A Holding Company is a company established with the income from holding shares in other companies, which may have its own core business or hold shares in other companies alone. For holding shares, the Holding Company must hold at least one of its principal companies to represent its participation. If the principal company is a general company, the Holding Company must hold more than 50% or if the principal is invested with other bases or conditions, the Holding Company must hold shares more or equal 40%. The Company will be required to hold shares in its principal company all the time of listing and will change its principal company after more than three years since the beginning of the common shares trading in the stock market.

The advantage of being a Holding Company

  • Stable and low-risk

The company is large, stable, and strong with diversified investment risk due to its diverse holdings in various businesses. The likelihood of a crisis that will happen to businesses at the same time is difficult or little. Also, there is a lower risk of operating in a single company.

In addition, dividends can be paid at a high rate because holding companies usually invest in profitable businesses and generate high cash flow to pass on the returns to shareholders. 

  • Reduce the cost of loan financing

Due to its strong financial status and high creditworthiness, the Holding Company can provide funds to the share-hold companies and often receive loans at lower interest rates than its subsidiaries, thus expanding growth through investments in both related and non-traditional businesses.

  • Clear liability for the debt

If the subsidiary has a problem with liabilities arising in the name of its subsidiary, it will not affect other parts of the holding company due to separate operations or assets. Therefore, creditors of its subsidiaries will not be able to access other holding companies’ assets.

  • No need to manage the company on its own

Holding Company can own several subsidiaries for security and sustainability, as the Holding Company management does not have to manage by itself because there are already specialists in each business. Holding Company only holds shares and receives returns from each company.

The disadvantages of being a Holding Company

  • Complicated

If the holding company’s management structure is not well established, a management complex may arise. In addition, conflicts with executives of the holding company may arise.

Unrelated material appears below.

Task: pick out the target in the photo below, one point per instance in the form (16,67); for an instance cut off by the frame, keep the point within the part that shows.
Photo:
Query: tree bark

  • High cost of establishment

The registration of both the Holding Company and its subsidiaries will be subject to establishment fees and cost of preparation, due to a large amount of fees and more complex tax preparation.

Example of the Holding Company

1. INTOUCH: Intouch Holdings Public Company Limited

Investment in telecommunications, media, technology and digital businesses. The Holding Company can be divided into three main business lines: wireless telecommunications, satellite and foreign businesses and other businesses.

2. BTS: BTS Group Holdings Public Company Limited

The company operates four main types of business: investment in the mass transit sector, followed by advertising media, real estate and services.

3. PTT: PTT Public Company Limited

Invest in gas and pipeline businesses. In addition, petroleum exploration and production, liquefied natural gas, petrochemicals and refining, oil and retail, electricity and utilities, coal, and services.